Off I went to the pharmacy and purchased the kit which was far from cheap. Yet right before I was about to swallow my first pill, I discovered that the coating of the pill itself was made from some kind of pig product. Needless to say, the pill never touched my mouth. But it did the trick anyway. Realizing that a non-kosher product was all I needed to prevent myself from ingesting something I was convinced would help me, was the proof that I had more willpower and self-control than I had given myself credit for.
Each and every time I want desperately to take a bite of food or that sip of water and I stop to say a blessing I remind myself of this lesson.
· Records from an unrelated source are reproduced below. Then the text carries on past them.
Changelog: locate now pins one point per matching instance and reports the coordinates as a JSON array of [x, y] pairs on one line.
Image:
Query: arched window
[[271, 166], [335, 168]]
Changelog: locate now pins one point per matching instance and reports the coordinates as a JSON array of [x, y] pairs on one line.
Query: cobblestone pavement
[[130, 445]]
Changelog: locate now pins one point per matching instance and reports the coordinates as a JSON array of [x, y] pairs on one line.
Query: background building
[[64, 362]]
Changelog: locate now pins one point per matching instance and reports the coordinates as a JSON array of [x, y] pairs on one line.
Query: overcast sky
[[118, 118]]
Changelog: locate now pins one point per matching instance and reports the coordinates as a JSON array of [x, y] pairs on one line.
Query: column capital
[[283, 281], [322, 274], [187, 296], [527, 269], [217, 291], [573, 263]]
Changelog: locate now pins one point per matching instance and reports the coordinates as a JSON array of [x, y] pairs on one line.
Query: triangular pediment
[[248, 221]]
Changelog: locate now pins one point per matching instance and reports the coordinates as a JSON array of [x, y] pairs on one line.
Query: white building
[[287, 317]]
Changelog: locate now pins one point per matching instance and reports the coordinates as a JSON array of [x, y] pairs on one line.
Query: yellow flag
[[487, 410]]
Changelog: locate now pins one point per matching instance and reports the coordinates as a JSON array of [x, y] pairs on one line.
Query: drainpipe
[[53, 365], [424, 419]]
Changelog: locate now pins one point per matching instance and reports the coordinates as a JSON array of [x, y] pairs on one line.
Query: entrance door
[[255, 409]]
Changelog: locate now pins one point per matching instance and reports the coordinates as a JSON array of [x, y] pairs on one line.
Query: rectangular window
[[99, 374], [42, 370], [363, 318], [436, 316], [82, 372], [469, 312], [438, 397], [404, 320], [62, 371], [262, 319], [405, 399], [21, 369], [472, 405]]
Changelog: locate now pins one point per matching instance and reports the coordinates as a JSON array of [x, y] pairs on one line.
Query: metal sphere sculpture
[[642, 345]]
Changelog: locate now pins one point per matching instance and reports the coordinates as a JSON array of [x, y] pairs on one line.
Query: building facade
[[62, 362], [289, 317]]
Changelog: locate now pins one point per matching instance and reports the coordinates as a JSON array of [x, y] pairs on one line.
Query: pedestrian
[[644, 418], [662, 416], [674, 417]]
Furthermore, gratitude is everything. When we stop to bless our food it reminds us of how fortunate we are to have food to eat. Especially when so many do not. This winter was especially harsh in Philadelphia where we live. Our kids had at least 8 school days cancelled from the snow. For me that meant it was harder to get work done and I had bored kids stuck at home. Yet for my friend who is an inner city schoolteacher, that meant that some of her students weren’t eating. She knows that when there is no school a few of her first graders might go without breakfast and lunch that day. Reciting the blessings before we put anything in our mouth is to remind us to never take for granted what it means to have food when we are hungry.
And the more we are grateful for what we receive, the more we are motivated to want to give in return. We all want acknowledgement. We all want recognition for who we are and what we do. And the best way to receive it is by becoming better at providing it. When it becomes our second nature to say “thank you” both before and after we do something so essential and so necessary like eating, we become that much more sensitized and aware of the need for gratitude in all the other situations in our lives as well.